Chapman en 2005 a démontré que les attributs de l’organisation sont liés au sentiment d’attraction du candidat [30]. La perception d’un « fit » c’est-à-dire d’une correspondance entre l’organisation et le candidat, est l’indicateur le plus fortement associé à l’attraction. Toujours d’après Chapman, les meilleurs attributs organisationnels pour les candidats sont :

  • Une rémunération attractive synonyme de reconnaissance.

  • Une culture et des valeurs organisationnelles en adéquation avec les valeurs individuelles.

  • Un travail stimulant, comportant des défis et de l’autonomie.

  • Des avantages sociaux variés (horaires, crèche, mutuelle, plan d’investissement…)

  • Une gestion dynamique des carrières avec une perspective de croissance professionnelle.

  • Un bon équilibre entre la vie professionnelle et la vie privée.


    1. « Corporate Social Performans »


La Corporate Social Performans (CPS) se réfère aux organisations qui prennent la responsabilité de leur impact sur la société. Cette prise de conscience a un impact grandissant sur la compétitivité des entreprises. Elle peut apporter des avantages en termes de gestion des risques, d’économies de coûts, d'accès au capital, de relations clients, mais également de gestion des ressources humaines et de développement de l‘attractivité de l’organisation.

Le CSP peut être définis par une expression anglaise « do well by doing good ».

Le CSP est représentatif de plusieurs domaines :

  • L’aide à la communauté ou l’action sociale.

  • Le travail sur la parité et la diversité ethnique.

  • Les bénéfices sociaux (syndicalisme, aide à la maternité…),

  • La qualité et l’utilité du produit commercialisé.

  • L’environnement professionnel.

Dans une étude évoquant la difficulté des décideurs de répartir les ressources des organisations de façon optimale, les auteurs mettent en avant les questions de performance sociale plutôt que les points traditionnellement prioritaires (performance financière en particulier). En s’appuyant sur une source de données rigoureuse concernant la performance sociale des organisations, les auteurs présentent les résultats des liens empiriques entre la performance globale (et particulièrement financière) et sociale d’une organisation. La CSP est jugée positivement associée à la performance financière et se trouve également être associée positivement à la performance financière future, en soutenant la théorie que la bonne gestion et CSP sont liés positivement. [31]

L’étude de Schmidt Albinger et Freeman de 2010 montre qu’un score CSP élevé permet de recruter des candidats plus nombreux et avec une meilleure formation universitaire [32].

Dans une étude prospective, Turban et Greening ont étudié le lien entre CSP et attractivité des organisations [33] : ils sont partis de la supposition que la performance sociale est liée positivement à la réputation et à l’attractivité de l'employeur.

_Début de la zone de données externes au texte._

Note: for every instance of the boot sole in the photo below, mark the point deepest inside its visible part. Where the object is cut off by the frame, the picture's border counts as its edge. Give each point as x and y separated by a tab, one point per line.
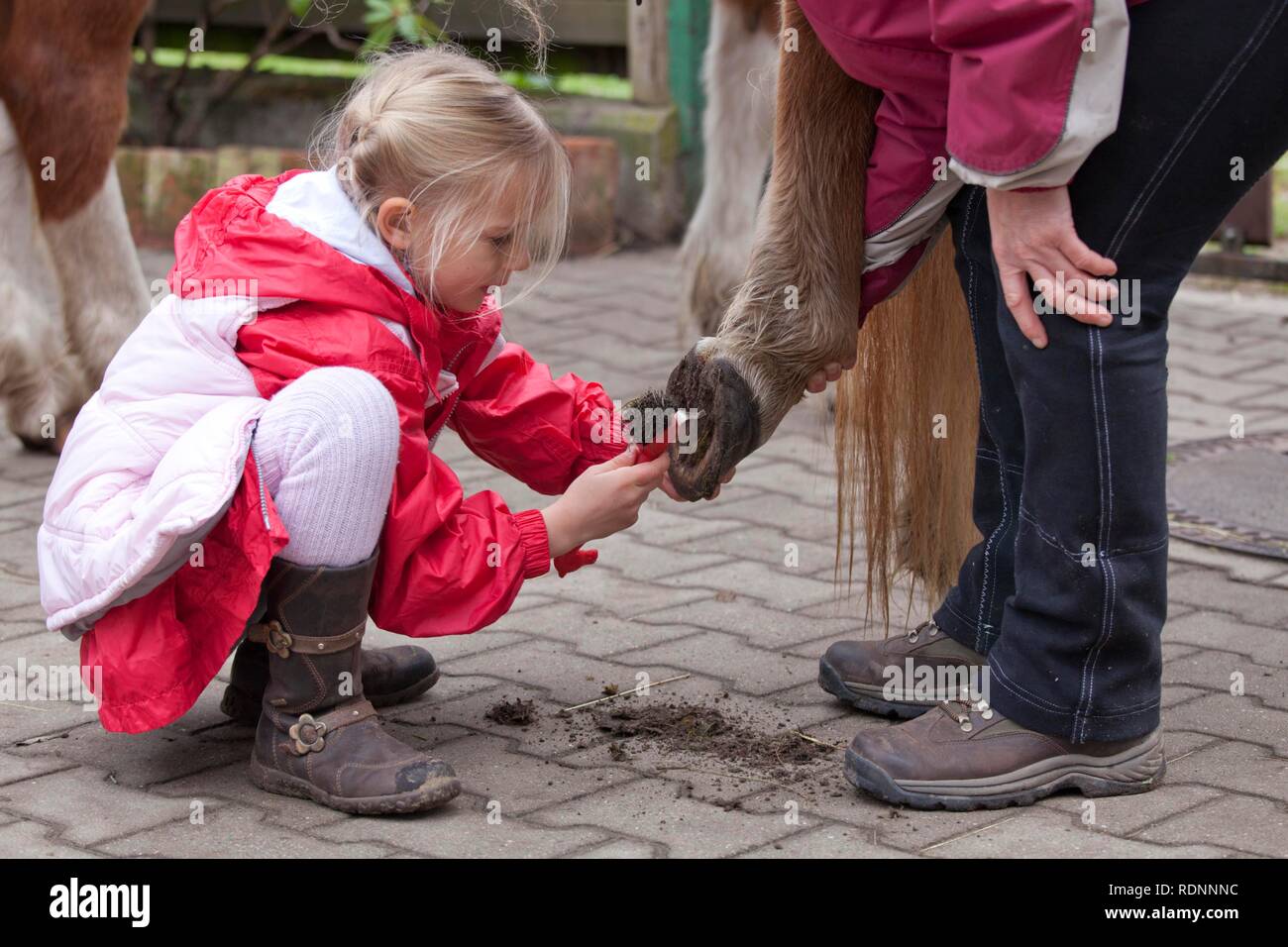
831	681
1137	770
430	795
245	707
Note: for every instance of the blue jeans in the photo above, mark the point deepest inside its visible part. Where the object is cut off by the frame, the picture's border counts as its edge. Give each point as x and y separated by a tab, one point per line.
1067	591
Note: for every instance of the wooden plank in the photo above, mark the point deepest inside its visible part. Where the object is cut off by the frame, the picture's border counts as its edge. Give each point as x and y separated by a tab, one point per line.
647	52
575	22
688	27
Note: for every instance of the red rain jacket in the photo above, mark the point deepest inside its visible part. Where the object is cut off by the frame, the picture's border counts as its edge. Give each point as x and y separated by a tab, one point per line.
449	564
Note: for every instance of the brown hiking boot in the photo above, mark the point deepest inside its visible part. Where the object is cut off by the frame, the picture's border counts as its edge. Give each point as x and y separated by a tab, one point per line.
389	677
966	755
318	737
901	677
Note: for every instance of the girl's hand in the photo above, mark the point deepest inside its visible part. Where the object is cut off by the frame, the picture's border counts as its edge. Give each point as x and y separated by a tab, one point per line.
603	500
1033	236
669	488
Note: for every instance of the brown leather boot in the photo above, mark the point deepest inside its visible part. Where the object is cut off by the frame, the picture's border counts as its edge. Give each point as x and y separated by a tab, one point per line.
318	737
389	677
965	755
901	677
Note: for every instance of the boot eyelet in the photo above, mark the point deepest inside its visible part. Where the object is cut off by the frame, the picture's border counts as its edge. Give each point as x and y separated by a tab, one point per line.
277	639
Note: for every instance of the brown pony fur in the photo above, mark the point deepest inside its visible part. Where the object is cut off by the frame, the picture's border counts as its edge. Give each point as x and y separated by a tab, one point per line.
915	367
914	359
63	82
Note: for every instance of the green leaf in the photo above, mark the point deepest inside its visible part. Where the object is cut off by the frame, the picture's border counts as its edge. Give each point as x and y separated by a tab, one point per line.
378	39
408	27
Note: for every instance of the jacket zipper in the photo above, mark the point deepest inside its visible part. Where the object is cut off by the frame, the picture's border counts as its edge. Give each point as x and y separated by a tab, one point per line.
456	398
259	475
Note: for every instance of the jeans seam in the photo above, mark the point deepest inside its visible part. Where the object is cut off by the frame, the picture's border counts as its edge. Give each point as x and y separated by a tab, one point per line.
1104	464
986	586
1028	517
964	620
1190	129
1026	696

Les résultats indiquent que les notations indépendantes de CSP sont liées à la réputation et l'attractivité des employeurs des entreprises, ce qui suggère que la CSP d'une organisation peut fournir un avantage concurrentiel pour attirer les candidats.

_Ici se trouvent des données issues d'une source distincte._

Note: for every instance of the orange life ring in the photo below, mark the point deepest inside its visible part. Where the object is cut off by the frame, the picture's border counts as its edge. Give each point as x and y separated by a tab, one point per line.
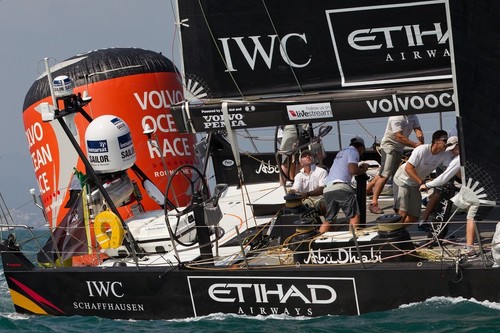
108	220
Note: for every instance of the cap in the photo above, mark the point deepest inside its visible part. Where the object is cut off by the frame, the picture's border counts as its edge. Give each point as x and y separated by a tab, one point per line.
451	142
306	152
357	139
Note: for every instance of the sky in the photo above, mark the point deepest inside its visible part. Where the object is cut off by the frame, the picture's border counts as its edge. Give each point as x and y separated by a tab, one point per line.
31	30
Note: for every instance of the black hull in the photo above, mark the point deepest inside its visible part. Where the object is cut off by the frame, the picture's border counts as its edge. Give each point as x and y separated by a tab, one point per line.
163	293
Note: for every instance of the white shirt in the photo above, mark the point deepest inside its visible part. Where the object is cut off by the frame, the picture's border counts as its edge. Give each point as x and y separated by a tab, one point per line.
424	162
339	172
395	124
447	174
304	182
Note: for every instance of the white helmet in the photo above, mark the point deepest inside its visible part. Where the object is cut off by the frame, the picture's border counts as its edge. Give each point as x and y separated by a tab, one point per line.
63	86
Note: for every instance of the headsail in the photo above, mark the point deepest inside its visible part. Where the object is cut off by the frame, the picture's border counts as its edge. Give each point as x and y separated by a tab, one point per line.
476	50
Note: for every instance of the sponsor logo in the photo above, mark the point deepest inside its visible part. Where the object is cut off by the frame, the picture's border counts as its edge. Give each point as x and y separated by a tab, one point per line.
294	296
404	42
124	141
411	103
217	121
256	51
267	168
228	163
309	111
341	256
97	146
109	294
118	123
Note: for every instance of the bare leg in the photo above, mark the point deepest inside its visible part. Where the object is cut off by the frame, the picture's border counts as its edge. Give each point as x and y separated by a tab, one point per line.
325	226
371	183
433	200
354	221
470	232
379	186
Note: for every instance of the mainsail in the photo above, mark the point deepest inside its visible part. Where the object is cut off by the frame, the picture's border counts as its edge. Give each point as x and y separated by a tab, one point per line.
279	62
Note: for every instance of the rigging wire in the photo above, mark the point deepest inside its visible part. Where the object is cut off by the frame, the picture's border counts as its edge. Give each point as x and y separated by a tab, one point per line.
218	49
281	46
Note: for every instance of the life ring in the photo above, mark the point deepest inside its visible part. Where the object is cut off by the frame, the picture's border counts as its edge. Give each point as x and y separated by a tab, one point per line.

L’« employer branding » est la somme des efforts fournis par une organisation pour communiquer sur le fait que leur entreprise est un endroit où il est agréable de travailler [27]. L’organisation doit identifier et cultiver ses valeurs propres pour attirer plus de recrues. Véhiculer une image positive de la profession permet d’augmenter l’attractivité [29].

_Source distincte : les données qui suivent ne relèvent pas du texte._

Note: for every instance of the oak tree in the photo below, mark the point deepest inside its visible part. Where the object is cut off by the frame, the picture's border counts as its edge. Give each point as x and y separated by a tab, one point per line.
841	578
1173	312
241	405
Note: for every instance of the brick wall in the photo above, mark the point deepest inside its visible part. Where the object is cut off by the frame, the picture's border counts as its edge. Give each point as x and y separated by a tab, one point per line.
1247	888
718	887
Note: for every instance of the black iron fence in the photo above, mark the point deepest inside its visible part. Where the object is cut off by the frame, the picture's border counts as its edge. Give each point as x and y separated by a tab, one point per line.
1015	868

Les attributs organisationnels les plus attractifs sont [30] :

  • Une rémunération synonyme de reconnaissance.

  • Une culture et des valeurs organisationnelles en adéquation avec les valeurs individuelles.

  • Un travail stimulant, comportant des défis et de l’autonomie.

  • Des avantages sociaux variés.

  • Une gestion dynamique des carrières avec une perspective de croissance professionnelle.

  • Un bon équilibre entre la vie professionnelle et la vie privée.

Le Corporate Social Performans : « do well by doing good ». Les organisations prennent conscience de leur impact sur la société. En insistant sur l’impact social de la profession, les employeurs peuvent attirer des candidats plus nombreux et avec une meilleure formation universitaire [32].